What is a 'relevant incident' under MAS TRM?: A system malfunction or IT security incident that has a severe and widespread impact on the financial institution's operations, or a material impact on its service to customers. Cyber attacks that disrupt customer-facing services, unauthorised access to critical systems, and significant data theft or leakage are the canonical examples. Use the severity criteria in your IT Risk Management framework — MAS expects you to have one — to decide consistently.
Do I need to keep data in Singapore for MAS compliance?: Not strictly. MAS does not impose a hard data localisation rule for cloud workloads. It does expect rigorous outsourcing governance, including the right to audit and a workable exit plan, which is easier to demonstrate when production data and logs are in ap-southeast-1. For incident response specifically, keep CloudTrail and security logs in Singapore — having to negotiate cross-border evidence transfers during a 1-hour window is a strategy that loses.

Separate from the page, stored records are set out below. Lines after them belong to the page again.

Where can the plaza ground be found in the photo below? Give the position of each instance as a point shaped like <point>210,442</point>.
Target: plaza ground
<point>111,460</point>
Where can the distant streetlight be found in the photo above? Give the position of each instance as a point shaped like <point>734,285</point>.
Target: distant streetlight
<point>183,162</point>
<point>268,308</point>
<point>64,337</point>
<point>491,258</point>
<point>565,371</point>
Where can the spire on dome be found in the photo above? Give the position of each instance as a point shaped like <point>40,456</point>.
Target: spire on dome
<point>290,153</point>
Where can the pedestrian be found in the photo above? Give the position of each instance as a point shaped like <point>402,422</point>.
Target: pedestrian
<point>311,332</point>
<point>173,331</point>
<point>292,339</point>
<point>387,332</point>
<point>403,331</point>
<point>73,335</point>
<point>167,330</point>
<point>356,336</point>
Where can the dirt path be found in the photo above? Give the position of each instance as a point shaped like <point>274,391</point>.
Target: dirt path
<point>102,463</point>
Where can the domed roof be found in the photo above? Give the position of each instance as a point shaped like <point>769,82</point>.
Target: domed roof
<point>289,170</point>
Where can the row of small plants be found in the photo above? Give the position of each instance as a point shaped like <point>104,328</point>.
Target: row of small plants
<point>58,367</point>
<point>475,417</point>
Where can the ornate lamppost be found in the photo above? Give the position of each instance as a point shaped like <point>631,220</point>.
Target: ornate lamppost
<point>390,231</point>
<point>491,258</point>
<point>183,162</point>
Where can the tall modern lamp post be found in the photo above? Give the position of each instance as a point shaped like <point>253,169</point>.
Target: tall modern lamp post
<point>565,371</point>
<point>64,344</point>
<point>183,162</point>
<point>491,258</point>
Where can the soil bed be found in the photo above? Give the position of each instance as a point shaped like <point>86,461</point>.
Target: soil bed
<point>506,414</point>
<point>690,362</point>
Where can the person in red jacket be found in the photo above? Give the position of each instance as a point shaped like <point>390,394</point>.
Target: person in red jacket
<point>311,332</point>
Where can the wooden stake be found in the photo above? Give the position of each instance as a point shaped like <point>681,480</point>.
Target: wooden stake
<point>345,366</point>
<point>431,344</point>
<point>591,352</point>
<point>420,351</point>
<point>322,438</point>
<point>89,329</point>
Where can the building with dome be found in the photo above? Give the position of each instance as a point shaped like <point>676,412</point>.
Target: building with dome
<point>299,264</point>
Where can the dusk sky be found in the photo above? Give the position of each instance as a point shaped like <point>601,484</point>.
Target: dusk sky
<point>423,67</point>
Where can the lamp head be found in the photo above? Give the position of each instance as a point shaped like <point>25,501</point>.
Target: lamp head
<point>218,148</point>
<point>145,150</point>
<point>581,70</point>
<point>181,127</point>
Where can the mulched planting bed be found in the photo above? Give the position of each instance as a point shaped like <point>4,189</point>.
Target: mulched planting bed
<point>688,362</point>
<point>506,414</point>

Can my MSSP or IR partner make the MAS notification?: The notification obligation rests with the regulated financial institution. An MSSP can draft, prepare, and physically send the notification, but the named accountable person inside the FI must be in the loop and visible to MAS. Have written authority in place and have your relationship manager's direct number programmed in advance — MAS expects to hear from someone who can speak for the institution, not a third-party support engineer.
What does MAS expect after the initial 1-hour notification?: A root cause and impact analysis report within 14 days of the incident, followed by a final remediation report. The 14-day report is a substantive document covering technical root cause, timeline, customer impact, regulatory implications, immediate remediation, and longer-term measures. Start drafting it during the incident, not after.